Monday 23 April 2012

Edinburgh Book Festival for Schools


It's here at last: The Edinburgh International Book Festival's schools programme. You can download it here. You'll find a mugshot of me and Mavis's Shoe on page 9. The event is on Monday the 20th August at 12.30pm and I'm very excited about it already, as I'm sure you can imagine. Make sure you book soon or alert any teachers you might know. It's a one-off never to be repeated event.

It's great to know so many young people are reading Mavis's Shoe as well as older people who experienced the Clydebank Blitz or whose parents and grandparents did. I'm too young to have lived through it myself but my parents both talked about the war a lot when I was growing up, as did my grandparents. But no-one talked about being bombed, because no-one in my family was. But that doesn't mean they weren't hugely affected by six years of being separated from parents for lengthy periods, travelling alone on trains across country at an early age, hunger, insecurity, fear and all the other privations of wartime.

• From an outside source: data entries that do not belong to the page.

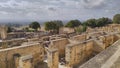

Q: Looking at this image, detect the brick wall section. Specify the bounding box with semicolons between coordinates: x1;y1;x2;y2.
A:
49;38;70;57
0;43;44;68
47;49;59;68
65;40;93;67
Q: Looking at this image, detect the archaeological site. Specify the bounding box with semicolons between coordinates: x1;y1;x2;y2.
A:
0;24;120;68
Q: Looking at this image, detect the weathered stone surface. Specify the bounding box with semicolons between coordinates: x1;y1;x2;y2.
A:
0;43;44;68
47;49;59;68
79;40;120;68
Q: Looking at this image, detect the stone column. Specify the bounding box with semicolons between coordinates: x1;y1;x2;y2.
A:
0;26;7;39
65;44;75;68
47;49;59;68
18;55;34;68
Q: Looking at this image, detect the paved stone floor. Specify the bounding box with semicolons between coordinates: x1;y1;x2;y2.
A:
111;56;120;68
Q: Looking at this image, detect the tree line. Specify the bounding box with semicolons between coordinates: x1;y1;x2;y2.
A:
9;14;120;33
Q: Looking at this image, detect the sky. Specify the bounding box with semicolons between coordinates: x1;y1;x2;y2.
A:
0;0;120;21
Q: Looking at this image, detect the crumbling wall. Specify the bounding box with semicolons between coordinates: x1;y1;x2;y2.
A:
0;43;44;68
47;49;59;68
70;34;86;41
65;40;93;67
49;38;69;57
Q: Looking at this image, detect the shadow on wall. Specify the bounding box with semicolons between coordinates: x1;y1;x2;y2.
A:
34;62;48;68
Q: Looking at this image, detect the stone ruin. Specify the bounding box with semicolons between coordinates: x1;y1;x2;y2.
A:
0;26;120;68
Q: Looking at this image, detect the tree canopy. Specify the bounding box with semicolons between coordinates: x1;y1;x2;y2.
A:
84;17;112;28
113;14;120;24
29;21;41;30
65;20;81;28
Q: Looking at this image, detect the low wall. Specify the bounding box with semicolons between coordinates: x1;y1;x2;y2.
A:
70;34;86;41
65;40;93;67
49;38;69;57
0;43;44;68
79;40;120;68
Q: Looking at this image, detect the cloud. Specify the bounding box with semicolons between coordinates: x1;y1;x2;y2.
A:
0;0;120;19
81;0;105;8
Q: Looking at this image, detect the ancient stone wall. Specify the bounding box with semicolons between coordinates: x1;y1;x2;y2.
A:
65;40;93;67
49;38;70;57
0;26;7;39
78;40;120;68
0;43;44;68
47;49;59;68
70;34;86;41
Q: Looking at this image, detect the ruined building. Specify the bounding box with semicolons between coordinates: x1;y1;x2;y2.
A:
0;25;120;68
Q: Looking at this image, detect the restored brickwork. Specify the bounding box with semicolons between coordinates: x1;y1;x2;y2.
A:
0;43;44;68
47;49;59;68
65;40;93;67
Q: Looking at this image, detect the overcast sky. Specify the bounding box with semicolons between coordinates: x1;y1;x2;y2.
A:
0;0;120;20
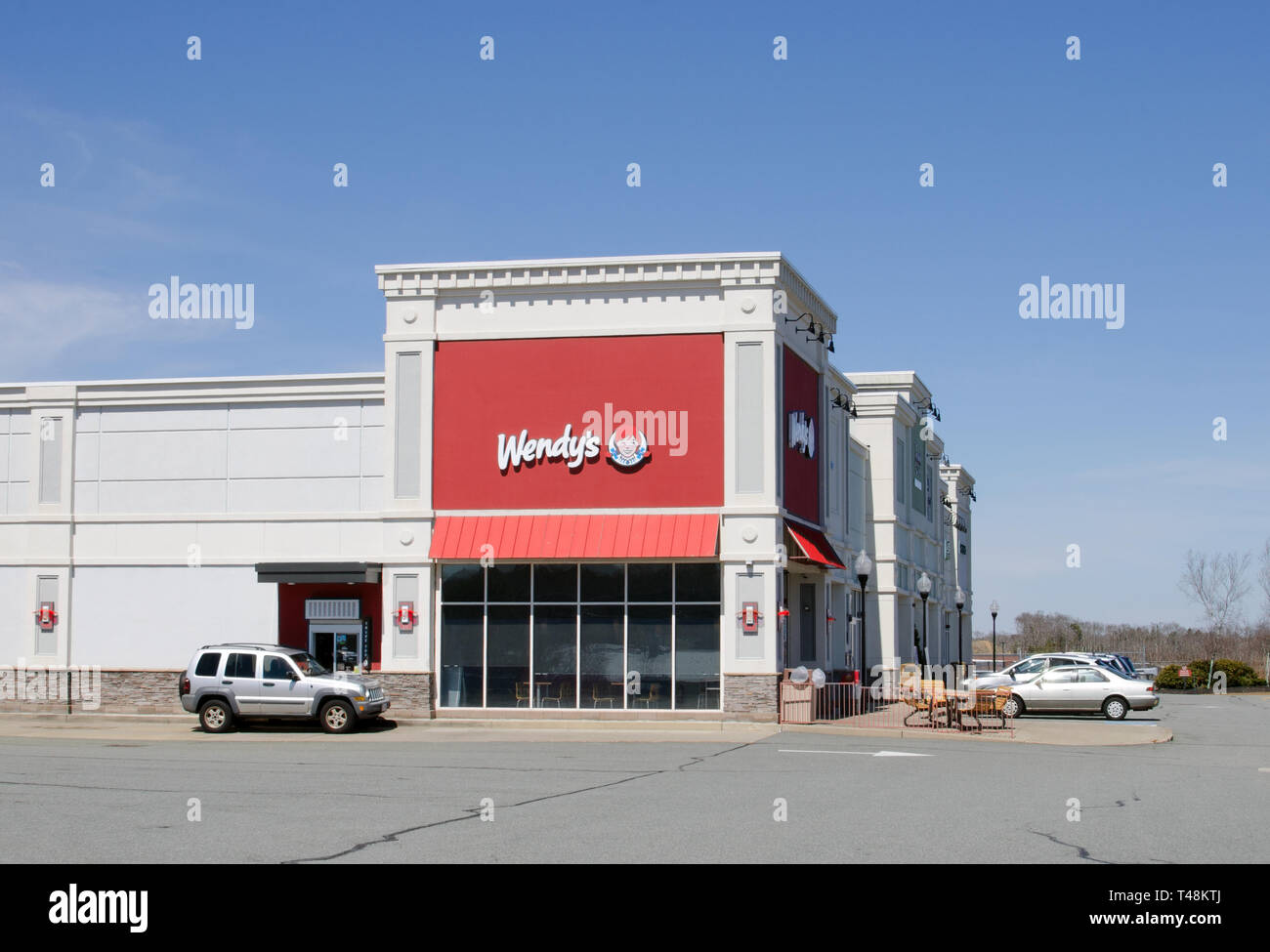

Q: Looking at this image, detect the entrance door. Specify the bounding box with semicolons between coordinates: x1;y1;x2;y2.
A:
797;581;817;665
309;622;362;672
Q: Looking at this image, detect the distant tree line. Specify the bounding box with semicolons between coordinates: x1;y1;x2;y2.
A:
975;540;1270;677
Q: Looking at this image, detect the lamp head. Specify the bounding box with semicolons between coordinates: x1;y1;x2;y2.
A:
856;553;872;579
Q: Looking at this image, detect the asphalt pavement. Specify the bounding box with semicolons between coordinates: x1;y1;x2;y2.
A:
0;694;1270;863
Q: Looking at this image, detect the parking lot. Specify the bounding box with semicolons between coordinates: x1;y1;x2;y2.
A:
0;694;1270;863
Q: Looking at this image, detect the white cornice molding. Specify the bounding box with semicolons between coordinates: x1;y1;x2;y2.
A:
0;373;384;409
375;251;838;330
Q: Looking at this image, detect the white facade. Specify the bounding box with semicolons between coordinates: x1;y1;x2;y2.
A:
0;253;974;712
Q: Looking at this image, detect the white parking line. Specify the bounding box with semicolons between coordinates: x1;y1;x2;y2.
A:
778;749;935;757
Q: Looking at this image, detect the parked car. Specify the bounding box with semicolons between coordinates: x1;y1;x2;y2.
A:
177;643;390;733
1002;664;1160;721
966;654;1088;688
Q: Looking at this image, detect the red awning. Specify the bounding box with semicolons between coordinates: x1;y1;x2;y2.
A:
784;519;847;568
428;513;719;559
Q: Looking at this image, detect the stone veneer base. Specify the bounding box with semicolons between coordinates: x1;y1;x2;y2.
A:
723;674;780;721
0;669;779;723
0;668;432;718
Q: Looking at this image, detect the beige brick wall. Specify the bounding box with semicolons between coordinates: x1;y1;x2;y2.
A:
723;674;780;721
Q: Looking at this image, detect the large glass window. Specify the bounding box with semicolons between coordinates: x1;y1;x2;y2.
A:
533;604;578;707
581;565;626;601
533;565;578;601
674;604;720;710
626;562;670;601
626;605;670;711
579;604;626;710
674;562;720;603
486;605;532;707
440;562;721;711
441;565;486;601
487;565;529;601
441;606;486;707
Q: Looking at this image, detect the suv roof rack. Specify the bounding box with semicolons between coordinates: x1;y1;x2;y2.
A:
198;642;286;651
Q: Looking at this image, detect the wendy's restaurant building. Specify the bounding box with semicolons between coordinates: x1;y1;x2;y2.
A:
0;253;973;720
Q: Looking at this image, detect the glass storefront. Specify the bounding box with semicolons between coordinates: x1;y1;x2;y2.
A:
440;562;721;711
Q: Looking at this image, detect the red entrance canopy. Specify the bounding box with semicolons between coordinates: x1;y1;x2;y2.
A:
784;519;847;568
428;513;719;559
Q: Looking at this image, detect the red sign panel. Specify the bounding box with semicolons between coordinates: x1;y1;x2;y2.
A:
432;334;723;509
782;348;825;524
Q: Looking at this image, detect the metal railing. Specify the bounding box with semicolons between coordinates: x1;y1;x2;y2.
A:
780;680;1013;736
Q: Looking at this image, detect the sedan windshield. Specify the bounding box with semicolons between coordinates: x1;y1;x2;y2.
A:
291;651;330;678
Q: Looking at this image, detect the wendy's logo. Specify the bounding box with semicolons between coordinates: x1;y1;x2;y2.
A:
609;431;648;470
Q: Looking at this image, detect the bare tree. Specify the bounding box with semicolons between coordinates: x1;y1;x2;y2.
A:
1177;551;1252;656
1257;538;1270;621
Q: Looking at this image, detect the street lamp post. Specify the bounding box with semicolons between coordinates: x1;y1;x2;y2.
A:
988;601;1000;670
855;550;872;702
956;585;965;680
917;572;931;677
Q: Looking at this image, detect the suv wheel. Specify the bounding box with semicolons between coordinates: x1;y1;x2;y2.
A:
318;701;357;733
1102;697;1129;721
198;698;233;733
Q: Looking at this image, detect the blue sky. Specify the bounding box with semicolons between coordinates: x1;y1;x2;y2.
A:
0;3;1270;631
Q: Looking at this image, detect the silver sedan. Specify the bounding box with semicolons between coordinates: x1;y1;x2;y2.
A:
1003;665;1160;721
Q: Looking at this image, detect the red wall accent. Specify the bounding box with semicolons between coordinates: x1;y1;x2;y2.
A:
274;581;381;670
432;334;721;509
782;348;826;525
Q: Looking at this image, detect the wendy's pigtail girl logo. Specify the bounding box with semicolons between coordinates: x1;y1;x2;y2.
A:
609;429;648;470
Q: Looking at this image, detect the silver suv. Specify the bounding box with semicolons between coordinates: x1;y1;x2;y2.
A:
177;643;389;733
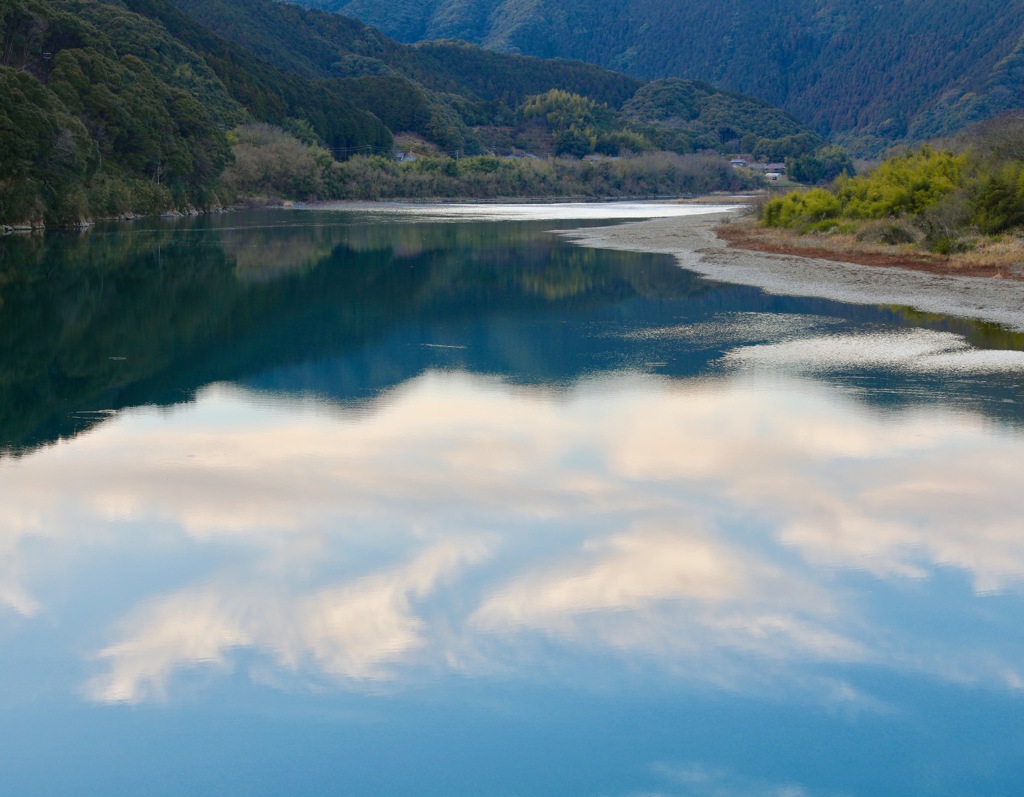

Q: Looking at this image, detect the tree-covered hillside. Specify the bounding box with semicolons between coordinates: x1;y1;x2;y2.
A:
302;0;1024;152
0;0;822;225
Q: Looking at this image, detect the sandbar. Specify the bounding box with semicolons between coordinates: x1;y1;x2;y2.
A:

These things and worse happened here in Britain and across Europe and, sad to say, all these worse things are still happening around the world. That's why I'm so pleased so many young people are reading Mavis's Shoe and learning what war is really like for ordinary people on the ground. No-one's going to try and stop it if they don't know how bad it gets. Did I mention I'm pleased about young people reading Mavis's Shoe?

Tuesday 3 April 2012

Avast, Me Hearties


After the delights of Chagall last week, my brain still being weary due to the bug and not capable of words in the way I’d want it to be, I moved on to various other visual delights to occupy my time and prevent the rising boredom of the sick bed. The first was the 1971 film Fiddler on the Roof the reason being the recently acquired knowledge that said fiddler is based on Chagall’s many fiddlers on roofs, in the sky, on donkey back and hidden in vases of flowers etc. This was a very nice circle to round, linking ten year old me to my somewhat older self now. Ten year old me adored it and played the record over and over.(Sorry Mum.) But this is hardly surprising as the music is spectacular and the story moving and epic. Certain songs have been playing on a loop in my head all week and occasionally I break into song.

Next I found two photo books on my shelves, the first being Century, by Phaidon, and is a series of important photos of the last century. The main disadvantage of this book is that it is necessarily heavy to hold for a poor sickie like myself, the other being it makes rather depressing viewing.

This was followed by the smaller and much more exciting ‘The Photo Book’ also by Phaidon and is a collection of fantastic images by some of the most important photographers of recent years. Many of these photos are very strange indeed and therefore appeal to my internal storyteller.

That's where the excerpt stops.